Berg also took advantage of the postponement to find an audience for the film he shot in Tokyo.  He screened it for key members of the intelligence community.  The reaction to the footage was mixed, and the radio address had no real impact on the war, but both efforts proved Berg could handle clandestine work.

When he finally went to Latin America, his primary mission became to improve life for the US servicemen stationed there, something he thought was important.  But he wanted more, so he made contacts, poked around and got some intelligence on the Nazis in Brazil.  Washington liked his effort and tapped Berg for the OSS.  While he waited for that appointment to come through, he was distracted by the first woman who was more than just arm candy.
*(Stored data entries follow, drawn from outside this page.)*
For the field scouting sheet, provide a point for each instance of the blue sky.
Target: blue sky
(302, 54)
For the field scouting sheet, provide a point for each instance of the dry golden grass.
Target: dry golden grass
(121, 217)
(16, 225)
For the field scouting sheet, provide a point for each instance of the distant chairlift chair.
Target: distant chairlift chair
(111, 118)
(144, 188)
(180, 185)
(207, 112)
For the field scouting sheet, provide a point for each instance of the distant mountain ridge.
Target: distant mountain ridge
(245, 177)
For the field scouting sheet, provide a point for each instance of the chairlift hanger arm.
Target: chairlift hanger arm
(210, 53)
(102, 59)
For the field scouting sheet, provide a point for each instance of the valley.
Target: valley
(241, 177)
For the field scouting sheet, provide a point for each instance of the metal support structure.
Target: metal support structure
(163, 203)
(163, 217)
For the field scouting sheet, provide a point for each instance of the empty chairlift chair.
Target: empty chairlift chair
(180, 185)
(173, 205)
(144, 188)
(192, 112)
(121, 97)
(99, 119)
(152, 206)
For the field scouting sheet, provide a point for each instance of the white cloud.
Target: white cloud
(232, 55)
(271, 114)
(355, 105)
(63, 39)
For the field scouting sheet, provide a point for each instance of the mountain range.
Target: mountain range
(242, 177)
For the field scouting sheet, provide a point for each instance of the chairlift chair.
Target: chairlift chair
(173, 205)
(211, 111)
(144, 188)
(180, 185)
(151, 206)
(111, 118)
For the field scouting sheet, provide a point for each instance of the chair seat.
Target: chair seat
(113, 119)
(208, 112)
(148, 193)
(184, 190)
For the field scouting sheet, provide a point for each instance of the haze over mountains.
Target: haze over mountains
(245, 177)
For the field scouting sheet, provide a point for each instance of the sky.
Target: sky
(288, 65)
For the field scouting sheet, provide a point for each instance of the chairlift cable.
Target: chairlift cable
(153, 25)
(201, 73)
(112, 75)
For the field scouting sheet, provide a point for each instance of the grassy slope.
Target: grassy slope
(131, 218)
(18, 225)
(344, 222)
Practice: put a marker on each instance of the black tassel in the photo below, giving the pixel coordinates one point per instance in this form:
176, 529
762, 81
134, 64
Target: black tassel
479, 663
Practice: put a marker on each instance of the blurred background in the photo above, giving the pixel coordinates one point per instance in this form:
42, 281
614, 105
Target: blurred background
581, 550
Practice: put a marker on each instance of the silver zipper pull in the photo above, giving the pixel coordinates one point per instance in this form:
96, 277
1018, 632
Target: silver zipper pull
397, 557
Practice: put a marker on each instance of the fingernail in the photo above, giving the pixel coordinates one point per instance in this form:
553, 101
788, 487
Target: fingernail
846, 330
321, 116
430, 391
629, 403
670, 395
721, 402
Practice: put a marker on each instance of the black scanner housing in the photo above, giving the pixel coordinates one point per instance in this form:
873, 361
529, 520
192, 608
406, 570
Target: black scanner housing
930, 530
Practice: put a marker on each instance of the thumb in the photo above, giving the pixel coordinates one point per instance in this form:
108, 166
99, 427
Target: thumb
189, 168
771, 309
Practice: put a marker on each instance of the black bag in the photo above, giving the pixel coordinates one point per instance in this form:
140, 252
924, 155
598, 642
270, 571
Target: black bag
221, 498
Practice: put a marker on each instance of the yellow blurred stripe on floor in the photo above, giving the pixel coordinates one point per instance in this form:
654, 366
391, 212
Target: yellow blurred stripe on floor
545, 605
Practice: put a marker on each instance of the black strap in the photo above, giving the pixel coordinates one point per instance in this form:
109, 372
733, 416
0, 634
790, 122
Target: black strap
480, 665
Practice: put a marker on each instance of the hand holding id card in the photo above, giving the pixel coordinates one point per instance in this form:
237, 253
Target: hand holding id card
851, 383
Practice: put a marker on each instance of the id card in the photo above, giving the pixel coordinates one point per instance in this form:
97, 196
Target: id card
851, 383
Estella Huni was a tall brunette who played and taught piano.  Like Berg, she was a voracious reader and spoke Italian, German and French.  She introduced Berg to music, and he taught her about baseball.  They lived together in New York, something respectable people didn’t do, and Berg’s father was so disapproving that he refused to meet his son’s girlfriend.

In early 1943 Berg officially joined the OSS for $3,800 a year.  He learned all the skills a spy would need at training camp and passed his final by entering a heavily guarded American defense plant and stealing classified information.  On May 4, 1944, Berg headed for Europe with $2000 in travel allowance, a .45 pistol and his black suits.  His assignment was to find out which German and Italian scientists were working on an atomic bomb, and his primary person of interest was German scientist Werner Heisenberg, considered to be the greatest theoretical physicist in the world.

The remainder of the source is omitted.